5.python3命令行执行,master("yarn")(步骤3中遇到)
ERROR Executor:91 - Exception in task 0.0 in stage 0.0 (TID 0)
org.apache.spark.api.python.PythonException: Traceback (most recent call last):
File "/usr/local/spark-2.3.1-bin-hadoop2.7/python/lib/pyspark.zip/pyspark/worker.py", line 176, in main
("%d.%d" % sys.version_info[:2], version))

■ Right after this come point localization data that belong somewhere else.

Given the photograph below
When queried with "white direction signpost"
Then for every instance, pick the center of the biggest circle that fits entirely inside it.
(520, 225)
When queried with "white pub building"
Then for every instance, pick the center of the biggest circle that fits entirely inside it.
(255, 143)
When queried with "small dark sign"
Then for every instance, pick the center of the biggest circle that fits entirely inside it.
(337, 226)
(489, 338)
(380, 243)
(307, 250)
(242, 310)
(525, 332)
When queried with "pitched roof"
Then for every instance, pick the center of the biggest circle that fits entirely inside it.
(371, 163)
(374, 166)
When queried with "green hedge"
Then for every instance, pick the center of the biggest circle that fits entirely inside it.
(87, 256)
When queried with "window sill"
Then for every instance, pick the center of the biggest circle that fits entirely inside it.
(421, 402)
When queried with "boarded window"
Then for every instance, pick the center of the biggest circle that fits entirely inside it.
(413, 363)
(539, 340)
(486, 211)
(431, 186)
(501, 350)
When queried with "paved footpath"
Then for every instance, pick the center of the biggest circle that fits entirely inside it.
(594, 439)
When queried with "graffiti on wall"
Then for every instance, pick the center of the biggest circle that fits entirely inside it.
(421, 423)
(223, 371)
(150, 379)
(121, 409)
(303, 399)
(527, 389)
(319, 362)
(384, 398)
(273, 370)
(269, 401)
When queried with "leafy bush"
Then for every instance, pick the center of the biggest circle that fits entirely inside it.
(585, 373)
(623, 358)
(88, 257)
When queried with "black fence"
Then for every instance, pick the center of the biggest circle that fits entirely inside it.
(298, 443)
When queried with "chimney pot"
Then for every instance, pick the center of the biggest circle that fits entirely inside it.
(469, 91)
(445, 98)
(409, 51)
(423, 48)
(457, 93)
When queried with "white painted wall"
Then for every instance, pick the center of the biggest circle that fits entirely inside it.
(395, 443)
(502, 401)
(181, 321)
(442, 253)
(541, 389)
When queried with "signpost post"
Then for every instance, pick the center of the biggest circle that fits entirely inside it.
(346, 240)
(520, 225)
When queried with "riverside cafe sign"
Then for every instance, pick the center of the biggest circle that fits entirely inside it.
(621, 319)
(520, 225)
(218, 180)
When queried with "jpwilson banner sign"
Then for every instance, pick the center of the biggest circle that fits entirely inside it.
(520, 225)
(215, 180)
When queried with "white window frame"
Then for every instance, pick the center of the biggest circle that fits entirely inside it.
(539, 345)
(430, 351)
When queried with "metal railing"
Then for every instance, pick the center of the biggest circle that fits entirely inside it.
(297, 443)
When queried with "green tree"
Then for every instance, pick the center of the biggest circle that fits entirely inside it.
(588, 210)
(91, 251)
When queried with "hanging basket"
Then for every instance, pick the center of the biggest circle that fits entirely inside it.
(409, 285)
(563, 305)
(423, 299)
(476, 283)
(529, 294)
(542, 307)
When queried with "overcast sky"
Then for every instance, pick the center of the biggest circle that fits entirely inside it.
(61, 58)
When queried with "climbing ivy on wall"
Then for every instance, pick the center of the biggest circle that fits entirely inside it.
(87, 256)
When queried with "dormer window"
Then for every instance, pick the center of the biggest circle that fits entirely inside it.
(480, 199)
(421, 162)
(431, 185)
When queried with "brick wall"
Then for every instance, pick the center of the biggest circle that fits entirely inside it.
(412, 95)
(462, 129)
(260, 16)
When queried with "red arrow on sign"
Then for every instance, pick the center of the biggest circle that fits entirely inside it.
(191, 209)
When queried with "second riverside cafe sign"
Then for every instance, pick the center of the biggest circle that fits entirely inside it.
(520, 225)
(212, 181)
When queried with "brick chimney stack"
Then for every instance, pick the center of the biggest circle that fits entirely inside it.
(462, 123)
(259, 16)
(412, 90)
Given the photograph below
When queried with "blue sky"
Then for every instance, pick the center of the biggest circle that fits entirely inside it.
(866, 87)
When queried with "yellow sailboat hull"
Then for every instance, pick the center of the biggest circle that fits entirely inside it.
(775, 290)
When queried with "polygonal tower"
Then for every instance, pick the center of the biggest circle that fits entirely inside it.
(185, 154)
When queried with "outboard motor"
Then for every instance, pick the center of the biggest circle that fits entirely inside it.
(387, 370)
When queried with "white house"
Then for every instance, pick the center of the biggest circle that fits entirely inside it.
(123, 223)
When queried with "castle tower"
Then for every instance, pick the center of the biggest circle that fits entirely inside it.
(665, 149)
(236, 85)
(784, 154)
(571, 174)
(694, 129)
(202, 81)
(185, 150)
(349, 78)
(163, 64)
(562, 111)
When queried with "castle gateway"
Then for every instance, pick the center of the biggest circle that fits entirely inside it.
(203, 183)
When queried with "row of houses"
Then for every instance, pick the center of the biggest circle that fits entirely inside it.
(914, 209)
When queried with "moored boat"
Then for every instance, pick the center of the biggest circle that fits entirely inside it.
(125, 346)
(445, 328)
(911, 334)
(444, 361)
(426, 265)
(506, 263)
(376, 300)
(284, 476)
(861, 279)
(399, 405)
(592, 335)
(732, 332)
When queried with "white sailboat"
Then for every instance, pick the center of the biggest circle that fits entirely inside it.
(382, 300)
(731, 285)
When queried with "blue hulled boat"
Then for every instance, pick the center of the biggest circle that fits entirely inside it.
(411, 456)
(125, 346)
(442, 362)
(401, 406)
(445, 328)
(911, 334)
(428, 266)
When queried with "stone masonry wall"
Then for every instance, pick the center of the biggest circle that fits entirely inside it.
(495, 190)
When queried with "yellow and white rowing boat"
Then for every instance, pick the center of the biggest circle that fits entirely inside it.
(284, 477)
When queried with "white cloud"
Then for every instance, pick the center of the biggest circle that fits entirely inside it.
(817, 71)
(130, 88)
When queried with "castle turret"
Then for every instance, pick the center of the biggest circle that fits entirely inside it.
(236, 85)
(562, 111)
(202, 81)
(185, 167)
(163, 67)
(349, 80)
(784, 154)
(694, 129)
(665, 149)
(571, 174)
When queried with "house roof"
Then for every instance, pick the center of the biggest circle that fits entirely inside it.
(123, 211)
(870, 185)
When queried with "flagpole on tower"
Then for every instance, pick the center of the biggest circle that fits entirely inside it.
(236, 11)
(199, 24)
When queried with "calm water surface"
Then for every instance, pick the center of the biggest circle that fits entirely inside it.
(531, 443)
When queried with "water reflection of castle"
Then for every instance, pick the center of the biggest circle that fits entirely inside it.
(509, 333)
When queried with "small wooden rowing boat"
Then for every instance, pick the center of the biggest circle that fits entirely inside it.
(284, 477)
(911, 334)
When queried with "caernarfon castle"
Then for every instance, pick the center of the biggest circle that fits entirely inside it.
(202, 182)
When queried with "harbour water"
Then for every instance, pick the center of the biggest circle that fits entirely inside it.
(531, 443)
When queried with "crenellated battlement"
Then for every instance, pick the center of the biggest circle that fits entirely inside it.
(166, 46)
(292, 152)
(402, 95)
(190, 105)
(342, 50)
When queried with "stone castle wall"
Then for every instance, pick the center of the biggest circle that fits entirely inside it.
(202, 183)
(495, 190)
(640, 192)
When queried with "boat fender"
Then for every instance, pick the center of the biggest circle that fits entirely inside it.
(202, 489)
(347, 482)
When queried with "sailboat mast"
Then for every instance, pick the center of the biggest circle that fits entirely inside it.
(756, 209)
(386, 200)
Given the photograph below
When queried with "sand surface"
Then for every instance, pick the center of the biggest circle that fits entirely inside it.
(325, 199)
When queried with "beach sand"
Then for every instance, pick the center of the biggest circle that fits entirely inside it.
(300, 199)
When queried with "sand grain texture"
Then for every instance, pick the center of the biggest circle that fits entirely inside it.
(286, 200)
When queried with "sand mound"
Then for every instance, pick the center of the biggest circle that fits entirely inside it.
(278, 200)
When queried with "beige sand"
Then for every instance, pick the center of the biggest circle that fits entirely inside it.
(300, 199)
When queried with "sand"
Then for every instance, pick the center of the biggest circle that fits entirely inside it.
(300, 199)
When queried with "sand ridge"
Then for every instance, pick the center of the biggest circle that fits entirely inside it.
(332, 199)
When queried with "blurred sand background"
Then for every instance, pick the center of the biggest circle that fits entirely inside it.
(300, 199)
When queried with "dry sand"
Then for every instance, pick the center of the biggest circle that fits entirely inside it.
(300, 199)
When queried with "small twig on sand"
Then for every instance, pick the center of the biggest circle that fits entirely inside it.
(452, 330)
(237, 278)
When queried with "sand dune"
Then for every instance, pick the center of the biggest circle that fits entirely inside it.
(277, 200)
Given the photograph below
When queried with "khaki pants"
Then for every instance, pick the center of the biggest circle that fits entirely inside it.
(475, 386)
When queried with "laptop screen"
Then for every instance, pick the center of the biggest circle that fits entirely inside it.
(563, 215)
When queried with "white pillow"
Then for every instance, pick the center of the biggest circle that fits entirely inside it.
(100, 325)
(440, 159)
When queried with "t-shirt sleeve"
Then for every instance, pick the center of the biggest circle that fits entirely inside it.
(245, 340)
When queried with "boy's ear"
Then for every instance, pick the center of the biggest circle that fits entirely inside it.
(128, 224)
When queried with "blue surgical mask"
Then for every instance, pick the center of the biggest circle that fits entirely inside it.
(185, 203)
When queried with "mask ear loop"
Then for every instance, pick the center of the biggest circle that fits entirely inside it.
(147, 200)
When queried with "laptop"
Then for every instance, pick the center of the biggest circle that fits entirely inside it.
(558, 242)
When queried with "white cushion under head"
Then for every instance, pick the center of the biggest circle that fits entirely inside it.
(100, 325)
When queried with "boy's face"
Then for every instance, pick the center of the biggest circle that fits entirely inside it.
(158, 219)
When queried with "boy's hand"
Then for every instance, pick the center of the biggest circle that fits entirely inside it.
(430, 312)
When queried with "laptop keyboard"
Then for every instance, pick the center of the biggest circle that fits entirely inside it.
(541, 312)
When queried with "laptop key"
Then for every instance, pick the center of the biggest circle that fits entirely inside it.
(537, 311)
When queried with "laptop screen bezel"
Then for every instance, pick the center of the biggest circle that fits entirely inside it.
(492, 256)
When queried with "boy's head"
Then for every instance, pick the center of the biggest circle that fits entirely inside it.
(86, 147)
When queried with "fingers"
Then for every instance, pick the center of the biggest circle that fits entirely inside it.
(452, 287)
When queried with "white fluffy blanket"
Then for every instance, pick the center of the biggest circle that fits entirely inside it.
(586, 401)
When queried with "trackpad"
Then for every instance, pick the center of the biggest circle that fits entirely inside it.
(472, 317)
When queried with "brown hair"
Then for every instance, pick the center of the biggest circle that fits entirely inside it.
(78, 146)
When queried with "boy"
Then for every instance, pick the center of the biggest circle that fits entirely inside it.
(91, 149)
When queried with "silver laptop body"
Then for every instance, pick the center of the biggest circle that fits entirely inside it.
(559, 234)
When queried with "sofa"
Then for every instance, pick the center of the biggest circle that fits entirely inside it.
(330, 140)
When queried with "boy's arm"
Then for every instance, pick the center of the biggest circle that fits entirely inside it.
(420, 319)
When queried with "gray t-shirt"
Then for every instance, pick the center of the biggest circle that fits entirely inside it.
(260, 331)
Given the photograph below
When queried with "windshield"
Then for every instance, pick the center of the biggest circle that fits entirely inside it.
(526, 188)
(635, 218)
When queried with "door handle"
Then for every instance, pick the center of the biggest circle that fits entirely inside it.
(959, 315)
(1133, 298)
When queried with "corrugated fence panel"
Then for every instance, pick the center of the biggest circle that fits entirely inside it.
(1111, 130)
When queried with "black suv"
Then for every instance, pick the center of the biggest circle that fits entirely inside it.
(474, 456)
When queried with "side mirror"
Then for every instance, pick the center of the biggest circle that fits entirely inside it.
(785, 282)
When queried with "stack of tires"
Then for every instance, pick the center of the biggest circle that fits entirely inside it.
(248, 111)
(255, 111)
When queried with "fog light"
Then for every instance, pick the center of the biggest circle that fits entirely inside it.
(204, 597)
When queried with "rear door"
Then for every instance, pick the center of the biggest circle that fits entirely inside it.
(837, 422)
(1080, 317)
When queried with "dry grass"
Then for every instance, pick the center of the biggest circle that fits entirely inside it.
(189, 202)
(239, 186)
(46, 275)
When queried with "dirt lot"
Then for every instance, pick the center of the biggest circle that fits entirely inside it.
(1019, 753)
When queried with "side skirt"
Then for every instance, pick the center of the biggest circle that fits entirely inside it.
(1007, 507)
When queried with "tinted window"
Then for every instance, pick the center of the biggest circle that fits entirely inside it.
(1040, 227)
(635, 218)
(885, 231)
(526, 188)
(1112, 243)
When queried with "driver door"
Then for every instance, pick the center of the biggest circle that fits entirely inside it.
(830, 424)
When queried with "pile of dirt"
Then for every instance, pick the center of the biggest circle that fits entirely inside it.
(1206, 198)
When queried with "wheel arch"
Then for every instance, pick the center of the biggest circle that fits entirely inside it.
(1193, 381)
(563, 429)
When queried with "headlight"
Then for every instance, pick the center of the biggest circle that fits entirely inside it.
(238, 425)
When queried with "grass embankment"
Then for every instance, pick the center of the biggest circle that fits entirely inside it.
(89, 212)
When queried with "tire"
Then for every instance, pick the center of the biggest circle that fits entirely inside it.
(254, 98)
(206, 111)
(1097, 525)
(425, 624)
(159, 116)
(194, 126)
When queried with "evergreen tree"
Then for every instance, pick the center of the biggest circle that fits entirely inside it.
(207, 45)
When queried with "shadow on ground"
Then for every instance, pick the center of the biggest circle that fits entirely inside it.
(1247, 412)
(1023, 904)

Exception: Python in worker has different version 2.7 than that in driver 3.5, PySpark cannot run with different minor versions.Please check environment variables PYSPARK_PYTHON and PYSPARK_DRIVER_PYTHON are correctly set.
原因及措施:
需要统一为集群配置python3环境
http://www.cnblogs.com/nucdy/p/8569606.html
结果:运行成功
6.开启yarn错误WARN hdfs.DFSClient: Caught exception java.lang.InterruptedException(步骤3中遇到)
原因及措施:
参考: https://blog.csdn.net/zyz0225/article/details/81515384
不予处理
结果:暂无影响。
7.在jupyter notebook运行spark代码时(提交到yarn),报错。
Exception: Python in worker has different version 2.7 than that in driver 3.5, PySpark cannot run with different minor versions.Please check environment variables PYSPARK_PYTHON and PYSPARK_DRIVER_PYTHON are correctly set.
原因及措施:
本地jupyter notebook版本为python3.5。集群服务器安装两个python版本2.7和3.5,默认为2.7。
因为某些原因,不能对集群服务器进行修改,只能在本地修改。
办法(在代码最前面加上)
import os
os.environ["PYSPARK_PYTHON"] = "python3"
结果:成功运行!!